Voor zover het betoog van [appellant] inhoudt dat de procedure in eerste aanleg niet aan artikel 6 EVRM voldoet, wordt dat betoog verworpen. In eerste aanleg was procesvertegenwoordiging niet verplicht, terwijl deze zaak overigens niet feitelijk of juridisch ingewikkeld is. De dagvaarding in eerste aanleg is opgesteld door [appellant] toenmalige advocaat, mr. Van Gijn. Bij brief van 12 juni 2019 heeft [appellant] zijn vordering nog schriftelijk toegelicht en met stukken onderbouwd. Ter comparitie is [appellant] in persoon verschenen. Gelet hierop valt niet in te zien dat het beginsel van hoor en wederhoor in enig opzicht in eerste aanleg is geschonden.
Grief II: (on)partijdigheid Geschillencommissie
19. In grief II heeft [appellant] verder nog gesteld dat de Geschillencommissie niet onbevooroordeeld lijkt. Volgens hem blijkt dit uit de overweging van de Geschillencommissie dat niet uitgesloten kan worden dat de schade niet tijdens het vervoer is ontstaan. [appellant] weet zeker dat toen hij de videorecorders op de voorgeschreven wijze ter verzending aanbood, deze intact en onbeschadigd waren. Toen ze werden afgeleverd zaten zelfs de schroeven en bouten van de videorecorders los en was het front onherstelbaar beschadigd. Uit de overweging van de Geschillencommissie dat de factuur uit 1997 uitwijst dat de desbetreffende apparaten allang afgeschreven zijn en om die reden geen economische waarde meer vertegenwoordigen, blijkt volgens [appellant] dat de Geschillencommissie eraan is voorbijgegaan dat het om collectors’ items ging. [appellant] verzoekt het hof daarom vast te stellen dat niet aan het beginsel van hoor en wederhoor is voldaan. Nu niet aan dat basale beginsel is voldaan, geldt dat het bindend advies onder die omstandigheden naar maatstaven van redelijkheid en billijkheid geen stand kan houden, aldus [appellant].

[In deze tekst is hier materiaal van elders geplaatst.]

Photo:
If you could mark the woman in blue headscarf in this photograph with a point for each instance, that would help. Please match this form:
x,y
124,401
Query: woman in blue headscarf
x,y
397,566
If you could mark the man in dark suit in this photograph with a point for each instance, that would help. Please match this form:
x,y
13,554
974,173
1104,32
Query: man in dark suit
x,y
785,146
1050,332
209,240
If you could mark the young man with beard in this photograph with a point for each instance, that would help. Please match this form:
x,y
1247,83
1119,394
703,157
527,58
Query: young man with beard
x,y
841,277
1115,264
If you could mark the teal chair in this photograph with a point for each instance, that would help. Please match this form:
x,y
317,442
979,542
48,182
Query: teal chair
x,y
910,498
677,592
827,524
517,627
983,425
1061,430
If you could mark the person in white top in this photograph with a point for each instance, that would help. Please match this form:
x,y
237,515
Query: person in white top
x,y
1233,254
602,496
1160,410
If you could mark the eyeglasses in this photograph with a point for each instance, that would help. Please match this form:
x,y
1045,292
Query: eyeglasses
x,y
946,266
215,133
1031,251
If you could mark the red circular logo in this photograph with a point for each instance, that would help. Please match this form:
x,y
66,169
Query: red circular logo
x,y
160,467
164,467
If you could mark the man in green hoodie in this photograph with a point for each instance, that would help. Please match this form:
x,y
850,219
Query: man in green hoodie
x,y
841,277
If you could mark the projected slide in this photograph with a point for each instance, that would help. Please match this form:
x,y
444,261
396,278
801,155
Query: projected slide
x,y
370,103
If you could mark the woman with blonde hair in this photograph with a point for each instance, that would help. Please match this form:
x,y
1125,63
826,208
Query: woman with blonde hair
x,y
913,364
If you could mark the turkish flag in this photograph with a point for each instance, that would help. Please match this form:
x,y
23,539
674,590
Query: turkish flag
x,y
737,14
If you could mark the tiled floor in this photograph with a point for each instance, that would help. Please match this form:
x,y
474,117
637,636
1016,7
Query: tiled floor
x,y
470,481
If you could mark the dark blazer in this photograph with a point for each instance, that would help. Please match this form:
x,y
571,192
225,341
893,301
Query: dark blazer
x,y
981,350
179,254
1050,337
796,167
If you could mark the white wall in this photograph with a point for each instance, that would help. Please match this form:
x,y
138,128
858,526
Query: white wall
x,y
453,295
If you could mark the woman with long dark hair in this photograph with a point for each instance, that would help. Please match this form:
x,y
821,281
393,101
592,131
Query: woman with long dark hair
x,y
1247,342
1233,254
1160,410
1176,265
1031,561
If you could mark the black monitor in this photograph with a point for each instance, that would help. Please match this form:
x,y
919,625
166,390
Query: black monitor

20. Het hof overweegt dat [appellant] de stelling dat de Geschillencommissie niet onpartijdig was, niet deugdelijk heeft onderbouwd. De enkele omstandigheid dat de Geschillencommissie de klacht van [appellant] ongegrond heeft verklaard omdat [appellant] niet aannemelijk heeft gemaakt dat de postpakken door toedoen van PostNL zijn beschadigd en dat zijn schade € 2.400,-- bedraagt, is daarvoor in elk geval onvoldoende.
21. Gesteld noch gebleken is dat [appellant] in de klachtprocedure heeft aangevoerd dat de videocamera’s collectors’ items waren, zodat de Geschillencommissie deze stelling niet in haar beoordeling heeft kunnen betrekken. Overigens geldt ook voor deze stelling dat zij niet is onderbouwd en dat evenmin een toelichting is gegeven op de gestelde waarde van deze vermeende collectors’ items.
22. Hieruit volgt dat ook grief II en grief III, voor zover deze voortbouwt op grief II, niet slagen.
bewijsaanbod en proceskosten
23. Het bewijsaanbod van [appellant] wordt als niet ter zake dienend gepasseerd.
24. Het bestreden vonnis zal worden bekrachtigd. [appellant] zal als de in het ongelijk gestelde partij in de kosten van het hoger beroep worden veroordeeld.